Everyone gets a chance to be saved and have eternal life. A difficult passage in Peter says that Jesus was put to death in the flesh but was made alive in/by the spirit and “by whom” or “in which” “he also went and preached to the spirits [now] in prison.” It’s implied that these spirits who were preached to are now in the prison because they perished in the flood without repenting. The difficult part of this passage is determining how Jesus preached the Gospel to them. The answer is either Jesus went down into the pit of darkness and preached to the “dead dead” who didn’t repent in this life or else Jesus preached to them while they were alive through His servant Noah. The second option is likely. In 2 Peter 2:5 we see Noah wasn’t only building the ark, but he was preaching. And most of the world rejected his message. But doesn’t Peter say that Jesus died in the flesh, and THEN He went and preached to the souls in prison? No, there’s no reference to timing of Jesus going to preach to them. The emphasis is “the state” of being “in the spirit” that Jesus went and preached. So did Jesus in the spirit preach and speak through Old Testament figures? Yes He did. Peter also indicates this, saying, “the prophets….search what, or what manner of time, the Spirit of Christ who was in them was indicating when He testified beforehand the sufferings of Christ and the glories that would follow.” 1 Peter 1:10-11. Peter shows us that the spirit of Christ spoke through the Old Testament prophets who prophesied of Him. Well it makes sense that the spirit of Christ preached the Gospel to “those who are [now] in prison”. When He preached to them through Noah, they were the “living dead” whom God was granting they could repent and be saved. Now these dead are doubly dead, without hope because they passed through this life without repentance which set their fate for an eternity away from the presence of the Lord.

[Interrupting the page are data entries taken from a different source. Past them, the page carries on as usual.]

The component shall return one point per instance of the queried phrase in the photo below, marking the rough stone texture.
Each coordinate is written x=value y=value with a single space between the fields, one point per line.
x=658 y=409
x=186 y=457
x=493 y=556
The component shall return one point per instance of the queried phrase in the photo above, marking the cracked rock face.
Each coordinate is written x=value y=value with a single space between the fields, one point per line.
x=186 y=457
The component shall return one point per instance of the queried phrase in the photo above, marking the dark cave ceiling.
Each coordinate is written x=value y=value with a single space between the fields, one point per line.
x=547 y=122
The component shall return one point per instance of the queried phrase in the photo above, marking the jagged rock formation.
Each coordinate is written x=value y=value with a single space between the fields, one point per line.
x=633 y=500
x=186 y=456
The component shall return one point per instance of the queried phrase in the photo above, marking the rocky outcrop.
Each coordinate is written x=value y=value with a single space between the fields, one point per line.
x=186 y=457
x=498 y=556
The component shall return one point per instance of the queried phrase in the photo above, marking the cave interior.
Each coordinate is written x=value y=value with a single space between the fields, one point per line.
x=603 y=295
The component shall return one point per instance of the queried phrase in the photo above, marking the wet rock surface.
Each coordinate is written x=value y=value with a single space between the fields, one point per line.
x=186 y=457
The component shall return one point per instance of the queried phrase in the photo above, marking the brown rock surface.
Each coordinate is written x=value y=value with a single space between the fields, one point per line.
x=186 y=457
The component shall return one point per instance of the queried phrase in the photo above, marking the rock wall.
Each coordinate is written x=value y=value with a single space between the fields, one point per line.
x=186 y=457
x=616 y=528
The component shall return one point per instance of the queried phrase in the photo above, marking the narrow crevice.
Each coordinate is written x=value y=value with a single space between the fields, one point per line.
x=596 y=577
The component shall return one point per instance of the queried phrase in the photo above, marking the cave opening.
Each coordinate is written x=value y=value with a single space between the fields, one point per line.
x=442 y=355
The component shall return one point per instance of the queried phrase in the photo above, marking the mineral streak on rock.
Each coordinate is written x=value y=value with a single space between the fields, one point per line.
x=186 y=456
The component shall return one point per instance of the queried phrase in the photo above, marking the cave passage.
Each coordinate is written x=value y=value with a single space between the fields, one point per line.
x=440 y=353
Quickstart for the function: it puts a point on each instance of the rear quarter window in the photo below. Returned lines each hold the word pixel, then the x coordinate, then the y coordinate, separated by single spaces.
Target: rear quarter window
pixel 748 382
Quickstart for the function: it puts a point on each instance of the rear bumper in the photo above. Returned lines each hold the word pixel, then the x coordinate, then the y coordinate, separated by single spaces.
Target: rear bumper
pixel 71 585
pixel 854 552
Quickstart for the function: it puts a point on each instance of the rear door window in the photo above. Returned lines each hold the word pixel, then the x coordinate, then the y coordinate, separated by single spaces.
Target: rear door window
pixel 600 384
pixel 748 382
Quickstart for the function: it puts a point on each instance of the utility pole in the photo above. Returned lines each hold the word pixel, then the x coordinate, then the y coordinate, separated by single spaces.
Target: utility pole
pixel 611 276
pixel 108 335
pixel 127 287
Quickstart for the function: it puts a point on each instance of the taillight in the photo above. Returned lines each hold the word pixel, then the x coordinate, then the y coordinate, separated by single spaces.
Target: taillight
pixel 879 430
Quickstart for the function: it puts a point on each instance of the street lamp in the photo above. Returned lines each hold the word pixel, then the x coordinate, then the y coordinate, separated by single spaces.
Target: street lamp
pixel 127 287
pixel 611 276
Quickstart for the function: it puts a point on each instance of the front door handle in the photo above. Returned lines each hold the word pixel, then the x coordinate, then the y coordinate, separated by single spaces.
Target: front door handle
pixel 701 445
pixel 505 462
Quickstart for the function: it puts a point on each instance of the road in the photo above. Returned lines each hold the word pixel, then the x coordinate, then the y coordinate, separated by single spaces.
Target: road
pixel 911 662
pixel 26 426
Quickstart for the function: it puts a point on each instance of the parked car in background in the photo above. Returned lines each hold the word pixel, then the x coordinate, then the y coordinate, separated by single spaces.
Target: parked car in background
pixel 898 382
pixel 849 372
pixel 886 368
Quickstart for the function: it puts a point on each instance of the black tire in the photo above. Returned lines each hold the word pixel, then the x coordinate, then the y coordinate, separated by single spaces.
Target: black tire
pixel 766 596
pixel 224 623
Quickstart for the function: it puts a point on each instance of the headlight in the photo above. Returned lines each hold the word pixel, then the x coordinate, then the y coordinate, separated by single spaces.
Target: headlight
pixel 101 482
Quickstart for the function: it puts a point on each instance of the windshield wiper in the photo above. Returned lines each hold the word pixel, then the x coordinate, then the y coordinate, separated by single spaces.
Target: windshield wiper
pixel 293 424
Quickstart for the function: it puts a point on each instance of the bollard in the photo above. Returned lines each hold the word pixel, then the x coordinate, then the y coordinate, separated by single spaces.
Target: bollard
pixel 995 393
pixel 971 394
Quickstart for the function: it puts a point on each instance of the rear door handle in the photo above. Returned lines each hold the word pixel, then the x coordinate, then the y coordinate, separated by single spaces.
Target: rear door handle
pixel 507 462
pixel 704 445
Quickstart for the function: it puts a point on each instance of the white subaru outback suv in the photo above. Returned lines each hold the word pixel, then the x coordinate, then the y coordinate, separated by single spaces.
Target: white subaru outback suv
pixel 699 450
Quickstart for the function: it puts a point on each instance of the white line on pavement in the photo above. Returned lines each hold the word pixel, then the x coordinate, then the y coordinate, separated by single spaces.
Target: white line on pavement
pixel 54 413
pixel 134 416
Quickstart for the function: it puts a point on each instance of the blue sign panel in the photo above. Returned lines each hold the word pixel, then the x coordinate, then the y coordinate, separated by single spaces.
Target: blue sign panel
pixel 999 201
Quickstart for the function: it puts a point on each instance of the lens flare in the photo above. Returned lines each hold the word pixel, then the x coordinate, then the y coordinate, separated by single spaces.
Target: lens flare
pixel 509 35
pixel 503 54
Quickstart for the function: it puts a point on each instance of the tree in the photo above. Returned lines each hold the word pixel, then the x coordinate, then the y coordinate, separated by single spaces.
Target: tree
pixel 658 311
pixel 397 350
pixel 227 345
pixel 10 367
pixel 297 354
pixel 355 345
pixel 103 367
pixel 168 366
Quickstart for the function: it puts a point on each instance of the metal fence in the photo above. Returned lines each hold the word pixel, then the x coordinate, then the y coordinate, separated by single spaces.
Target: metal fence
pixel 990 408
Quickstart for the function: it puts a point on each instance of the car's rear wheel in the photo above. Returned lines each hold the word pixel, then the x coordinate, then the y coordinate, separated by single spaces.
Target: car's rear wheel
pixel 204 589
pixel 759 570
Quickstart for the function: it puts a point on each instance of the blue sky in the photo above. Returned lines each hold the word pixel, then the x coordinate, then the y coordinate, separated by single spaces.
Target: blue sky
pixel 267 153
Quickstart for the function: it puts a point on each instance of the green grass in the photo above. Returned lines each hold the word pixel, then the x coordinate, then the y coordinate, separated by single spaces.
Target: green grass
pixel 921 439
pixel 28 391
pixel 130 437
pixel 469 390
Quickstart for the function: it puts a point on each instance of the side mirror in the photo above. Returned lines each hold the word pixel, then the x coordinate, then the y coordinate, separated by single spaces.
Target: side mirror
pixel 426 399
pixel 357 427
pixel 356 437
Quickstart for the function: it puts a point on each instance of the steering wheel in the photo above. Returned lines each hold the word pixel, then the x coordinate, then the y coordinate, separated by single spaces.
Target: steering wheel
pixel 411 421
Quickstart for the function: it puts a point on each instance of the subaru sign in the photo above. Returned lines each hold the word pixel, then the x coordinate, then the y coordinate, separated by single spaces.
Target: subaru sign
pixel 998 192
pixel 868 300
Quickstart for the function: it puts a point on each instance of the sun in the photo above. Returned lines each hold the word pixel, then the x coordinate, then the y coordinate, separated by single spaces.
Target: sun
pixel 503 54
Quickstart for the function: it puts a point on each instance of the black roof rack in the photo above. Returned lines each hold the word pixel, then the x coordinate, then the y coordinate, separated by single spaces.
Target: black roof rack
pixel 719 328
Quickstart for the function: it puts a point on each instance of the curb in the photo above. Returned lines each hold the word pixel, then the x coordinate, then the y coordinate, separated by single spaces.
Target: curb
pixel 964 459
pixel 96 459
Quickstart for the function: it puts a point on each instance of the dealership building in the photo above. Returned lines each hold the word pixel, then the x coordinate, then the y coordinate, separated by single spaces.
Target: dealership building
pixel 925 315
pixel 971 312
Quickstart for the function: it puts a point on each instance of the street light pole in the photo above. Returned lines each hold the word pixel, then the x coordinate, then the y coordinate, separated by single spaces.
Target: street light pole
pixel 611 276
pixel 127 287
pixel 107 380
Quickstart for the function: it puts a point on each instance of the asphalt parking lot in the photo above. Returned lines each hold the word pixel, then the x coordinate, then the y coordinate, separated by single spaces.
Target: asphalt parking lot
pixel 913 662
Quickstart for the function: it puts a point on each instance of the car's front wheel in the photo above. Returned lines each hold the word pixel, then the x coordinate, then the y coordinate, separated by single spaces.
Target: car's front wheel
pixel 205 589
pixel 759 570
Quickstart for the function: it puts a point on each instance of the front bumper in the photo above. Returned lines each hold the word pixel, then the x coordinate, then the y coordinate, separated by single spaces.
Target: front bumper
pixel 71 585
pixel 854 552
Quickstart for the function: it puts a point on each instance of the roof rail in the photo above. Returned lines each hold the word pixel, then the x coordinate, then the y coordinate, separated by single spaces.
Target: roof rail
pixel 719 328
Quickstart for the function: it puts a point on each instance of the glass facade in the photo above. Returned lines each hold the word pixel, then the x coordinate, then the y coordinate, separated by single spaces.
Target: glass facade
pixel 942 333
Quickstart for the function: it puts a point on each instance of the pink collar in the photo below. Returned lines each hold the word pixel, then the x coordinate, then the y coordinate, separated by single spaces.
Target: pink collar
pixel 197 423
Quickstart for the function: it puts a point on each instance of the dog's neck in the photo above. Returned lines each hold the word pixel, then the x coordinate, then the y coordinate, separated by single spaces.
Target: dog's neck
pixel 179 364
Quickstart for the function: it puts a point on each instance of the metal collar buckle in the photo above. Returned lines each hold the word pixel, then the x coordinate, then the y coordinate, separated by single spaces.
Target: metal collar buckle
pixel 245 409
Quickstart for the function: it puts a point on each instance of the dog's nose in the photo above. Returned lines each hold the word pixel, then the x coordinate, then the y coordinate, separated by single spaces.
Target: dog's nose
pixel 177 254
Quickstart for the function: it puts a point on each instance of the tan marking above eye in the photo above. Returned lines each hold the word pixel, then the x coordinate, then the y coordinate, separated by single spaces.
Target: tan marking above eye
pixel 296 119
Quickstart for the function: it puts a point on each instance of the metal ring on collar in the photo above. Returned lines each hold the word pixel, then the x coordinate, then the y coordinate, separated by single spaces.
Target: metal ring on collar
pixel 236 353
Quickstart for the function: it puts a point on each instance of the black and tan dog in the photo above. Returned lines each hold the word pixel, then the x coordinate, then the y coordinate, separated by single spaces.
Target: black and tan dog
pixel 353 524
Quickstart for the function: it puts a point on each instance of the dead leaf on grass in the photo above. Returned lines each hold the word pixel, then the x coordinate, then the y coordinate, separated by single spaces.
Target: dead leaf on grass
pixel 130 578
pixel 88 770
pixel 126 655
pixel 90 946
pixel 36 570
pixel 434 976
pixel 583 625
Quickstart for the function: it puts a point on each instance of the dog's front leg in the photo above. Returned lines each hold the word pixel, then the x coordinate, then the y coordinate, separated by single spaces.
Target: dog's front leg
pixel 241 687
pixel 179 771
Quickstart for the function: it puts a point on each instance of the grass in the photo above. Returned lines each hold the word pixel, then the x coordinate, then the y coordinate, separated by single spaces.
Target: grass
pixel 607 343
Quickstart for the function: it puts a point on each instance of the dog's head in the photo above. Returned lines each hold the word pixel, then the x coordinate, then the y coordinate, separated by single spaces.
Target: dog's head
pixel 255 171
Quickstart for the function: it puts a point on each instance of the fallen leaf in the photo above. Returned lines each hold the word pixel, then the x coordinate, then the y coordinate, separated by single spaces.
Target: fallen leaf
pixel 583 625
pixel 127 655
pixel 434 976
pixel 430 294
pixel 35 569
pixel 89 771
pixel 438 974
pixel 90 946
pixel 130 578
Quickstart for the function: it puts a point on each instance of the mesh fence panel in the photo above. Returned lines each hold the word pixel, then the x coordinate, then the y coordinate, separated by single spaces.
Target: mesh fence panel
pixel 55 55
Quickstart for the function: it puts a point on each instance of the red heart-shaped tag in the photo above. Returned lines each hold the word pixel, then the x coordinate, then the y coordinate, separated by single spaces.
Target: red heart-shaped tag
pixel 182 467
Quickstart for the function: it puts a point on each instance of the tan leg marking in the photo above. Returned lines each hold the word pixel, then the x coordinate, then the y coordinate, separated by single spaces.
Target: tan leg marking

God is patient for people who are spiritually dead to obey the Gospel and come to life in Christ. Peter writes, “when the patience of God kept waiting in the days of Noah, during the construction of the ark”. Why was God being patient? Because Peter also writes, “God is patient, not wishing for any to perish but for all to come to repentance.” 2 Pet 3:9. Peter and Paul and John make it clear that when God’s patience runs out, at the flood of the earth, or at the fiery judgment that is in the future, there are no more chances for repentance and salvation. If you believe in Jesus Christ but have been stubborn to obey Him, this is your chance to repent and pass from death to into life in Christ. Believe and obey the Gospel. Turn away from your sinful life and put on Christ Jesus in baptism.
It is as if zombies are real. These dead souls are the living dead; being dead while they live. So recognize from this lesson the sense of urgency. Hear the words of Ananias to Saul, “And now why do you delay? Arise and be baptized and wash away thy sins, calling on His name.” Acts 22:16. Until you have obeyed this Gospel, you are dead while you are living.